Scapula kinematics of pull-up techniques: avoiding impingement risk with training changes, by Prinold and Bull, in Journal of Science and Medicine in Sport (2015)
Shoulder impingement syndrome (SIS) is often diagnosed by clinicians when an individual presents with pain (which is usually worse when the arm is positioned overhead), shoulder weakness, and a loss of shoulder range of motion (ROM). Sometimes, individuals also complain of popping sensations during some shoulder movements. SIS is also referred to as subacromial impingement syndrome, and either swimmer’s or thrower’s shoulder. The underlying cause of shoulder impingement is believed to be compression of the rotator cuff tendons inside the subacromial space, which is the area beneath the acromion of the scapula. Researchers and clinicians generally differentiate between two types of SIS: primary and secondary. It is thought that primary SIS is caused by compression of the rotator cuff tendons between the humeral head and the overlying anterior third of the acromion, coracoacromial ligament, coracoid or acromioclavicular joint, most likely following on from degenerative changes and spurring in the joint area. On the other hand, it has been suggested that secondary SIS can also lead to similar compressive symptoms following underlying instability of the glenohumeral joint or following scapular dysfunction. Instability of the glenohumeral joint might feasibly arise where the shoulder is placed under excessive strain from powerful or repetitive overhead movements, such as are performed by swimmers and throwers, which might then lead to increased humeral head translation within the joint and consequently an impinged biceps tendon and rotator cuff. Scapular dysfunction has been linked to a number of different shoulder disorders, and may cause secondary SIS by increasing the contact between the greater tuberosity and posterior-superior glenoid and thereby impinging the posterior rotator cuff tendons and labrum. Some researchers who have performed long-term trials of rehabilitation for SIS have provided details of their intervention programs. Others have made recommendations for exercises based on the results of acute investigations of muscle activity in individuals with and without SIS. Common exercise guidance for the treatment of SIS includes strengthening of the middle trapezius, lower trapezius, serratus anterior and rotator cuff and stretches for the upper trapezius and pectoralis minor, levator scapulae, latissimus dorsi and rhomboids.
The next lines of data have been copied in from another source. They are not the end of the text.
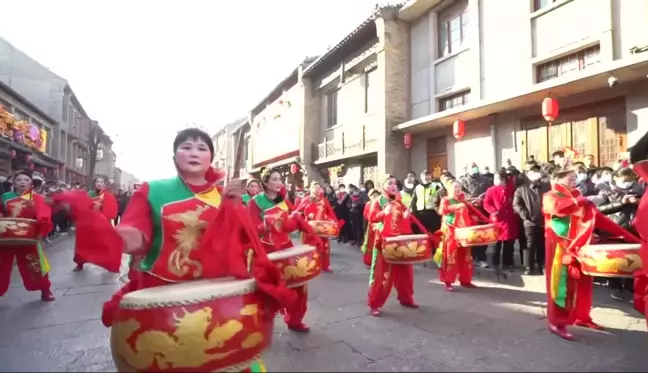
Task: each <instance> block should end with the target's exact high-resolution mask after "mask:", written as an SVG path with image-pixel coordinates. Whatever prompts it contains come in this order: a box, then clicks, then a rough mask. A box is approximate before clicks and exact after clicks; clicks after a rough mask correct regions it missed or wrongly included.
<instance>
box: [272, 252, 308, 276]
mask: <svg viewBox="0 0 648 373" xmlns="http://www.w3.org/2000/svg"><path fill="white" fill-rule="evenodd" d="M277 267H278V268H279V269H280V270H281V272H282V274H283V278H284V280H291V279H293V278H295V279H299V278H303V277H308V276H310V275H312V274H313V271H314V270H315V269H316V267H317V262H316V261H315V260H309V259H308V256H302V257H301V258H299V259H297V260H296V261H295V264H294V265H287V266H285V267H283V264H282V263H277Z"/></svg>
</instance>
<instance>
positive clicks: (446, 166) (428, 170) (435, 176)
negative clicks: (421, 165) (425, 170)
mask: <svg viewBox="0 0 648 373" xmlns="http://www.w3.org/2000/svg"><path fill="white" fill-rule="evenodd" d="M447 169H448V158H447V156H446V155H445V154H438V155H429V156H428V168H427V170H428V171H429V172H430V173H431V174H432V177H439V176H440V175H441V172H442V171H443V170H447Z"/></svg>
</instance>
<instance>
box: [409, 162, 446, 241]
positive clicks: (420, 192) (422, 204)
mask: <svg viewBox="0 0 648 373" xmlns="http://www.w3.org/2000/svg"><path fill="white" fill-rule="evenodd" d="M439 189H441V186H440V185H439V184H438V183H435V182H433V181H432V175H431V174H430V172H429V171H427V170H425V171H423V172H421V183H420V184H419V185H417V186H416V188H414V197H413V198H412V202H411V204H410V209H411V210H412V212H414V216H416V217H417V218H418V220H419V221H420V222H421V224H423V226H424V227H425V228H426V229H427V230H428V232H436V231H437V230H439V228H441V217H440V216H439V214H438V213H437V211H436V209H435V208H434V200H435V197H436V194H437V192H438V191H439ZM419 233H425V232H419Z"/></svg>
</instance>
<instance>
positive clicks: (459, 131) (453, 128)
mask: <svg viewBox="0 0 648 373" xmlns="http://www.w3.org/2000/svg"><path fill="white" fill-rule="evenodd" d="M465 131H466V123H465V122H464V121H463V120H461V119H457V120H455V122H454V124H453V125H452V136H454V138H455V139H457V140H461V139H462V138H463V136H464V134H465Z"/></svg>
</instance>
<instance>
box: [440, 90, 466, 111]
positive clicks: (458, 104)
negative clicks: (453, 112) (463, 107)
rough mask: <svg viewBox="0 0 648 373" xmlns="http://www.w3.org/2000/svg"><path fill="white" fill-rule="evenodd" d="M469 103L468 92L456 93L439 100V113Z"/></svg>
mask: <svg viewBox="0 0 648 373" xmlns="http://www.w3.org/2000/svg"><path fill="white" fill-rule="evenodd" d="M469 101H470V91H465V92H461V93H457V94H455V95H452V96H448V97H445V98H442V99H440V100H439V111H445V110H450V109H452V108H455V107H458V106H462V105H466V104H467V103H468V102H469Z"/></svg>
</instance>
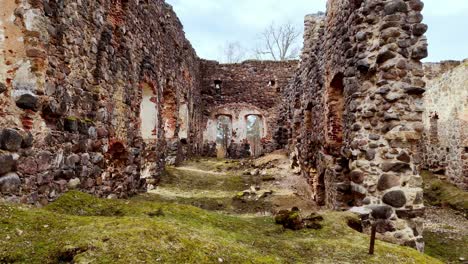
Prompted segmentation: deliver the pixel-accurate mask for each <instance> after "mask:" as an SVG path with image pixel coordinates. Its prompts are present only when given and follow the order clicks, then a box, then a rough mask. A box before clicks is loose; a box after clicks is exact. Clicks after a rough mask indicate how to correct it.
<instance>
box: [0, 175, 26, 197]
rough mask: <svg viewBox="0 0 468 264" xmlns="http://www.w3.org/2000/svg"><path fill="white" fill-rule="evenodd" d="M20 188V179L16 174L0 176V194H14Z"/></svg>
mask: <svg viewBox="0 0 468 264" xmlns="http://www.w3.org/2000/svg"><path fill="white" fill-rule="evenodd" d="M20 186H21V179H20V177H19V176H18V174H16V173H14V172H10V173H8V174H6V175H4V176H0V192H2V193H15V192H17V191H18V190H19V188H20Z"/></svg>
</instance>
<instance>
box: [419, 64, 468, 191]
mask: <svg viewBox="0 0 468 264" xmlns="http://www.w3.org/2000/svg"><path fill="white" fill-rule="evenodd" d="M424 67H425V71H426V79H427V91H426V93H425V94H424V105H425V112H424V114H423V120H424V128H425V129H424V141H423V142H424V144H422V156H423V164H422V165H423V166H422V167H423V168H424V169H428V170H431V171H433V172H435V173H437V174H439V175H440V176H441V177H442V178H445V179H447V180H448V181H449V182H451V183H453V184H456V185H457V186H459V187H460V188H462V189H465V190H468V74H467V72H468V60H465V61H463V62H459V61H446V62H442V63H430V64H425V65H424Z"/></svg>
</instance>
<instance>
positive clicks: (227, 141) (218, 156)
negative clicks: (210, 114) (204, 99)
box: [216, 115, 232, 158]
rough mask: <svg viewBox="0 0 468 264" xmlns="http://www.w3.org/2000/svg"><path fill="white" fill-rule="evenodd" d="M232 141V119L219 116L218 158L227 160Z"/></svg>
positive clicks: (217, 136)
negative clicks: (225, 157) (224, 158)
mask: <svg viewBox="0 0 468 264" xmlns="http://www.w3.org/2000/svg"><path fill="white" fill-rule="evenodd" d="M231 139H232V118H231V116H228V115H219V116H218V117H217V118H216V156H217V157H218V158H225V157H226V156H227V151H228V148H229V145H230V144H231Z"/></svg>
However, the exact exercise program that is optimal for SIS rehabilitation remains unclear.
OBJECTIVE: To compare scapular kinematics (using a Scapular Tracker and a 9 camera motion analysis system tracking the position of 21 retro-reflective markers placed upon the upper body) and external forces (using a force plate upon which the pull up frame was positioned) during three different pull-up techniques (pronated grip, supinated grip, pronated wide grip) performed for three repetitions per set.
POPULATION: 11 subjects, aged 26.8 ± 2.4 years who regularly performed pull ups.
Scapula protraction-retraction ROM
The researchers observed significant differences in respect of scapula protraction-retraction between the three types of pull ups. They found that the pronated, wide grip, and supinated pull ups displayed different protraction-retraction ROMs of 22, 10 and 17 degrees, respectively. Thus, the wide grip pull up displayed far less protraction-retraction ROM than the other two variations.
What did the researchers conclude?
The researchers concluded that the wide grip pull up displays far less protraction-retraction ROM than the standard shoulder width pull up variations (either pronated or supinated grips). They suggested that the wide grip pull up may therefore place individuals at greater risk of subacromial impingement.
The study was limited in that it was an analysis of scapular biomechanics, which does not allow us to infer injury risk directly.